Tuck into Lunar New Year specialities
An appetising access point to Lunar New Year is, of course, the cuisine. London has no shortage of world-class options, with Chinatown the epicentre of authentic, East Asian dining. It can be a minefield to navigate though, if you don't know your char siu bao from your cheung fun, so here are some suggestions.
A whole fish is a symbol of prosperity and typically forms the centrepiece of the Lunar New Year dinner. At Jin Li and Lotus Garden, you can tuck into a whole steamed seabass, seasoned traditionally with ginger and spring onions. Also considered prosperous in East Asian culture is the humble chicken, and diners at Orient London can feast on a whole emperor chicken this festive period.
According to a fondly believed legend, the more dumplings you eat during New Year celebrations, the more money you'll make that lunar year.
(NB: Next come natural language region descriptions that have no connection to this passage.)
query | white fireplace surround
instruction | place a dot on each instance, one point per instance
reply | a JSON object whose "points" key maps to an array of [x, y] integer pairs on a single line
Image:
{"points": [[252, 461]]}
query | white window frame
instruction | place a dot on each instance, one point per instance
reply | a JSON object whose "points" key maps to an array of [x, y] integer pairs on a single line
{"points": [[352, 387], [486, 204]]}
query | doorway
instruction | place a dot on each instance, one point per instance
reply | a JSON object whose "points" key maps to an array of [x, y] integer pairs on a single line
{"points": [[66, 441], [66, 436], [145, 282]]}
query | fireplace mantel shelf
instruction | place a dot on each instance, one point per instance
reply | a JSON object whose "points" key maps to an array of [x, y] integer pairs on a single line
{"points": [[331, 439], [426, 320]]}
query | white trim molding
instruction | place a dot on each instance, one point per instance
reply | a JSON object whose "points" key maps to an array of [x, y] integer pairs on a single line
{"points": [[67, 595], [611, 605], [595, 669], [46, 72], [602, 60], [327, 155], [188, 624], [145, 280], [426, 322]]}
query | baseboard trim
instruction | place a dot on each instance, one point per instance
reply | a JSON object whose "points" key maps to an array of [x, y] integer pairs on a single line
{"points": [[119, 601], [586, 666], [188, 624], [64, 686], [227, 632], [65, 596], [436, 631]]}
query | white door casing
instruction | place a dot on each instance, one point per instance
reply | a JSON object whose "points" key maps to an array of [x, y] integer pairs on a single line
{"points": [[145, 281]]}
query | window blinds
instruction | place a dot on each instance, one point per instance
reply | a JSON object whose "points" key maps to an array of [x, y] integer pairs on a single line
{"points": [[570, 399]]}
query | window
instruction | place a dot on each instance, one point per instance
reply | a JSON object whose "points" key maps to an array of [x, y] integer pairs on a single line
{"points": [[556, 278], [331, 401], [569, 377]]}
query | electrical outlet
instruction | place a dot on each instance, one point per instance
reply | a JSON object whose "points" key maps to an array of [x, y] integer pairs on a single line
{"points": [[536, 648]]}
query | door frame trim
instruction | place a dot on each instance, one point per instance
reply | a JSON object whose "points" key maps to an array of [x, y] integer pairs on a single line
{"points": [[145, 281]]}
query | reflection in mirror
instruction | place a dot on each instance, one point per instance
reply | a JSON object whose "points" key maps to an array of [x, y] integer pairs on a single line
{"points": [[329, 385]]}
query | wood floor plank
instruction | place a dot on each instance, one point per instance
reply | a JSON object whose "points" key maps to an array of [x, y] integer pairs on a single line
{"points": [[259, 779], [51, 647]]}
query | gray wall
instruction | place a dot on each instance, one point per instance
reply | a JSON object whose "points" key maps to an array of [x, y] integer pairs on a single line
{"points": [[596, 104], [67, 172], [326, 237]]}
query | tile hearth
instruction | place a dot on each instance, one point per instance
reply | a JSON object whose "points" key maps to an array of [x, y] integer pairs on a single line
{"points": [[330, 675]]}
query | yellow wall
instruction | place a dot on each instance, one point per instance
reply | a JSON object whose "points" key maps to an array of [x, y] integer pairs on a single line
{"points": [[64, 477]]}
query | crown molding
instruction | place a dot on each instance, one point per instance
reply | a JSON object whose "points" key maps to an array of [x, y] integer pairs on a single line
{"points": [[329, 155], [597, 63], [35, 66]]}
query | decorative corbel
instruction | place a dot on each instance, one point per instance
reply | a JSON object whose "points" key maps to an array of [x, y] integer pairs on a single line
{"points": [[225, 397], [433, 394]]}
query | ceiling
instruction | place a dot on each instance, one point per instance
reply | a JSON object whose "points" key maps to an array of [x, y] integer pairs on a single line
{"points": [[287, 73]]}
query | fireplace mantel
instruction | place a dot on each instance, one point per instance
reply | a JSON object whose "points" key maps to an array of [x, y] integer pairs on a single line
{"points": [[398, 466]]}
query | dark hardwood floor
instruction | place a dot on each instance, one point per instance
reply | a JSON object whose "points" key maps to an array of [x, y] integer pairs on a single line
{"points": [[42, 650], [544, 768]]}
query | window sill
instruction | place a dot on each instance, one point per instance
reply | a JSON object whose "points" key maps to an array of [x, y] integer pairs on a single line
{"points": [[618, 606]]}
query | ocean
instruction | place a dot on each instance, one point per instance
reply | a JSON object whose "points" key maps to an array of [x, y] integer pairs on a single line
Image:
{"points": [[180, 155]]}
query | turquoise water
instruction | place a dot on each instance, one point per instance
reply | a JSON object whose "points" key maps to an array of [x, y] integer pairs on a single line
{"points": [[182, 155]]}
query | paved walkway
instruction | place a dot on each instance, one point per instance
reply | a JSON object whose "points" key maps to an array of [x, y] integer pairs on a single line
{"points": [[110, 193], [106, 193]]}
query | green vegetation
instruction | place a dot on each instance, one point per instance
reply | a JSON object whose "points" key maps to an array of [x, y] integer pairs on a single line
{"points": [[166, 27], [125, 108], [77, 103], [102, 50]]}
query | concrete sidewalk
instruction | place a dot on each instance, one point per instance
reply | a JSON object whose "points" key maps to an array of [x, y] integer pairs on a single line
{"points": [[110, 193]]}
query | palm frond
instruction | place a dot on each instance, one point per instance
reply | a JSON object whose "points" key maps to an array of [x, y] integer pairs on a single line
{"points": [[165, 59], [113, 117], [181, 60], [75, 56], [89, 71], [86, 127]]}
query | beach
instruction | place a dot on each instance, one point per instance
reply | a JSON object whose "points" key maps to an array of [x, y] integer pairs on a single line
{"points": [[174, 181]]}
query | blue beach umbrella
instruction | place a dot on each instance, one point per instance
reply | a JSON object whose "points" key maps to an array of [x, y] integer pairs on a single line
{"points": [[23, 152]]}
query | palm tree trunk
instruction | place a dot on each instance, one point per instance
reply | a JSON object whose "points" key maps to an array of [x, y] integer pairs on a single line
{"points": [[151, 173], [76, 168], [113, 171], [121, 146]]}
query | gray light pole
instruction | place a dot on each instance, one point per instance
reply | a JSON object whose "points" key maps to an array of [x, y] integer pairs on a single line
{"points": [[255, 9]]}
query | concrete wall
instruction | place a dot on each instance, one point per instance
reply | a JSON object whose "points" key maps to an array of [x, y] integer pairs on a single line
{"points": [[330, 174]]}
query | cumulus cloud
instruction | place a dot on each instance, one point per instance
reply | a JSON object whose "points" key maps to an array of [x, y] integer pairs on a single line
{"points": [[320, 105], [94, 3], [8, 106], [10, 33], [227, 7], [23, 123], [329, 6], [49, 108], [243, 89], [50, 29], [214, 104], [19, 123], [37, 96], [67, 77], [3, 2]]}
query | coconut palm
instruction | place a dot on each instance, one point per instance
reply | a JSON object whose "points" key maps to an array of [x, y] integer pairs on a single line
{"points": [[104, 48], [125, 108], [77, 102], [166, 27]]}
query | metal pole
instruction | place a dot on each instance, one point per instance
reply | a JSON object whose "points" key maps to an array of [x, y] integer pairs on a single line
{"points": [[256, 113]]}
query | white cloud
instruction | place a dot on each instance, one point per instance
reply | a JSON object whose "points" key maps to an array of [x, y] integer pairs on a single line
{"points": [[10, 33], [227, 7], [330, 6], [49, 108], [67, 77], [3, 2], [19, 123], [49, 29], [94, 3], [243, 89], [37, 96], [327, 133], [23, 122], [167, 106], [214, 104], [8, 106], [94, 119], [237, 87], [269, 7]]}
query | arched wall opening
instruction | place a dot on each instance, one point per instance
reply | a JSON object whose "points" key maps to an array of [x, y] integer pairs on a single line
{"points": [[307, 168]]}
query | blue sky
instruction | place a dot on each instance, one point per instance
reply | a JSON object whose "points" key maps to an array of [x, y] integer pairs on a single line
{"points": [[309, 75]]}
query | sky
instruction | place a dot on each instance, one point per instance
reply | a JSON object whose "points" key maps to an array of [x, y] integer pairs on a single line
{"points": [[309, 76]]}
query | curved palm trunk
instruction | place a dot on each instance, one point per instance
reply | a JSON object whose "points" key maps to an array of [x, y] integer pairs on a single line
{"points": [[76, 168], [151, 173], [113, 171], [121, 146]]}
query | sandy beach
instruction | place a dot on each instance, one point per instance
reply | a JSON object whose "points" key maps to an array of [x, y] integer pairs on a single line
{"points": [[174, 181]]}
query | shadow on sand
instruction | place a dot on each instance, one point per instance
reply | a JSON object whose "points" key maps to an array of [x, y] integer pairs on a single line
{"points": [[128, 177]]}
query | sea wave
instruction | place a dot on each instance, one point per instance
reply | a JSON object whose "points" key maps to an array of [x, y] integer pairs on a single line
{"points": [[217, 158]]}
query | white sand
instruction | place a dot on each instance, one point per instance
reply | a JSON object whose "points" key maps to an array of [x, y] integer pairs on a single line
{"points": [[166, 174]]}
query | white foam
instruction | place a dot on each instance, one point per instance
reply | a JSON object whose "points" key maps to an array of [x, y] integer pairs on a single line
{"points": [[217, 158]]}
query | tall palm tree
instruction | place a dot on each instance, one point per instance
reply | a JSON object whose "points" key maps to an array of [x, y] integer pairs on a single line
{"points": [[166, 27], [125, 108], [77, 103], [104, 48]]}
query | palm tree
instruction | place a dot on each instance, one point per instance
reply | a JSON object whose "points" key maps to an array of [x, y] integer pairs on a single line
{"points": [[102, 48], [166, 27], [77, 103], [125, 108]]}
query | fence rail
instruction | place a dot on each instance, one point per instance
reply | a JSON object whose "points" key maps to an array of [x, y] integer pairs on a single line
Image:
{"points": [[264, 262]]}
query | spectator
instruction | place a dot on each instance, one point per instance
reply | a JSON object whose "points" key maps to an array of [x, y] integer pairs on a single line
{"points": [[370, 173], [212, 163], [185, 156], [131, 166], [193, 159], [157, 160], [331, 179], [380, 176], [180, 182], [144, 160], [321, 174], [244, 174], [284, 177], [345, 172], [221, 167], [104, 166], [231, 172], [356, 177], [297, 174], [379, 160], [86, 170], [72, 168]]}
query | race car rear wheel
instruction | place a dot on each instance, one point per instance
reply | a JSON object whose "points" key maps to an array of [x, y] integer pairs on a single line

Jiaozi dumplings, crescent-shaped savoury parcels that can be boiled or steamed, are considered especially lucky. You'll find a decent selection with a range of tasty fillings at both Jen Café and Dumplings Legend.
Further afield, Michelin Guide restaurant MiMi Mei Fair (pictured) has caught our attention again this year, with its feasting menu (13 January – 5 February) and magic tree installation – a collaboration between founder and restauranteur Samyukta Nair and luxury florist Lucy Vail. Doing away with last year's vibrant red, the tree has been decorated in the lucky colours of the Year of the Rabbit, with purple hydrangeas and blue pimpernel. Beneath the tree's hopeful branches, diners can tuck into a refined menu, with highlights including a 'basket of wealth' (in the form of dim sum); a sharing dish of wok-baked lobster; 'fortune' crispy Norfolk pork; and a dessert of 'baiju ba ba' (rum baba), served with Cantonese kumquat and green cardamom.
Cantonese-style steamed bun specialist Bun House is also marking the new year, launching a trio of limited-edition buns plus a traditional rice cake dessert, Nin Gou. The buns look the part, with one resembling a bunny with a fluffy white tail, while the dessert, made with brown sugar and coconut, is believed to bring good luck and fortune for the year ahead.